State tax reform, a new small business entity and tax deductions for childcare are just a few of the ideas the Tax Institute has put to the federal government in its budget submission paper.
The submission is set to be the first of many as business entities put forward their views on how the government should deal with business in the upcoming budget, especially as Treasury is eager to find savings in areas such as superannuation.
Robert Jeremenko, tax counsel at the Tax Institute, told SmartCompany the government needs to ease tax regulation for small business – especially for SMEs.
“The big items we’ve prioritised here are a few state tax reforms, but there’s an opportunity here for states to work together and have a sustainable tax base.”

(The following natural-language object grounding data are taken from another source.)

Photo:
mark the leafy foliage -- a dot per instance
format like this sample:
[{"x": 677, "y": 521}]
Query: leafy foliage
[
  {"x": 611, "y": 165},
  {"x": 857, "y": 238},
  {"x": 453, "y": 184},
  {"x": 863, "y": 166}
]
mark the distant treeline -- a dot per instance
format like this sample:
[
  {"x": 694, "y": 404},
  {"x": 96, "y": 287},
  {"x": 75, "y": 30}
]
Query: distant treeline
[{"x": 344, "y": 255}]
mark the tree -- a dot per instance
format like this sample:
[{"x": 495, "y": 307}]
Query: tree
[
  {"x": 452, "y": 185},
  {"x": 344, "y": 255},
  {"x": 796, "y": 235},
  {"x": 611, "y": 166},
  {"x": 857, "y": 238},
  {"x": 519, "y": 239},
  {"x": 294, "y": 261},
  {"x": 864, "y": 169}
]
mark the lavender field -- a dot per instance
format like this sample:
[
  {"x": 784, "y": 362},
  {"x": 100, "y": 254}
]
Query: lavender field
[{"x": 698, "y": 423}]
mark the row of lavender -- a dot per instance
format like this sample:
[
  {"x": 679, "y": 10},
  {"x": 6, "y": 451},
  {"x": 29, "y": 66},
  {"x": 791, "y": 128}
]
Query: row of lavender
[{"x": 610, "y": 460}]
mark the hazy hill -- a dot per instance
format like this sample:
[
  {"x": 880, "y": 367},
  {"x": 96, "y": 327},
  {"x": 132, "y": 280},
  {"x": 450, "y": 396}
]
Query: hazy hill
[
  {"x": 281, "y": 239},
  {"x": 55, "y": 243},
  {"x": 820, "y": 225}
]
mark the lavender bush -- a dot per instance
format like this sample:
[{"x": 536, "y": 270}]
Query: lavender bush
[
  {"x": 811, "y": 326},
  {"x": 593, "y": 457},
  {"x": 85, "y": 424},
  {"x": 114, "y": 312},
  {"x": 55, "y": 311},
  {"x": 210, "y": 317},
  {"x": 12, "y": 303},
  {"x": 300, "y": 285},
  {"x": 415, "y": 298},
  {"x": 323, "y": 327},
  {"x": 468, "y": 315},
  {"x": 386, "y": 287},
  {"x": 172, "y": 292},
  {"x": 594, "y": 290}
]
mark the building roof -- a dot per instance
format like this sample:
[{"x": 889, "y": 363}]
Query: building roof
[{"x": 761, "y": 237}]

One key proposal is to make childcare costs fully tax deductible, as opposed to the current 30% rebate. Jeremenko says in order to have more women in the workplace, and to provide consistency to small business, such a scheme should be considered.
“This is one that touches many families, and childcare affordability is influenced by a range of factors,” he says.
The submission argues childcare assistance is a key area “in which reform is necessary”, and says deductions require study from the perspective of both feasibility and increasing productivity.
“There are highly performing, highly productive women in the workforce and they need to be encouraged,” Jeremenko says.
Another key proposal is to create a type of small business entity. Jeremenko says there are plenty of ways for a business to classify itself, whether it is as a company or a trust – he suggests a small business entity would be a good fit.
“Such a thing could pick up the best bits from all of those structures for a small business. It’s not a perfect situation, but we’re floating the idea that it’s possible with some future work.”
Another area of interest is superannuation, especially as reports continue to suggest the government will be targeting self-managed superannuation funds for extra funds. The Tax Institute says the government should also address “the low level and inflexibility of contributions caps”.
“While certain taxpayers on the top individual marginal tax rate may not suffer a punitive outcome from a liability for excess concessional contributions tax at the top marginal tax rate, the cost borne by taxpayers on lower individual marginal tax rates is significantly out of proportion with the cost to the system of excess contributions,” the submission reads.
The submission also argued contribution caps be increased for those under 50, with increases staggered over a number of years, while it also argues greater flexibility for taxpayers to “carry over” the part of the contributions cap that remains unused.
But Jeremenko says the super system requires reform, otherwise workers – and entrepreneurs – will lose confidence in the system.
“If people lose confidence completely, they will decide to put their money elsewhere,” he says.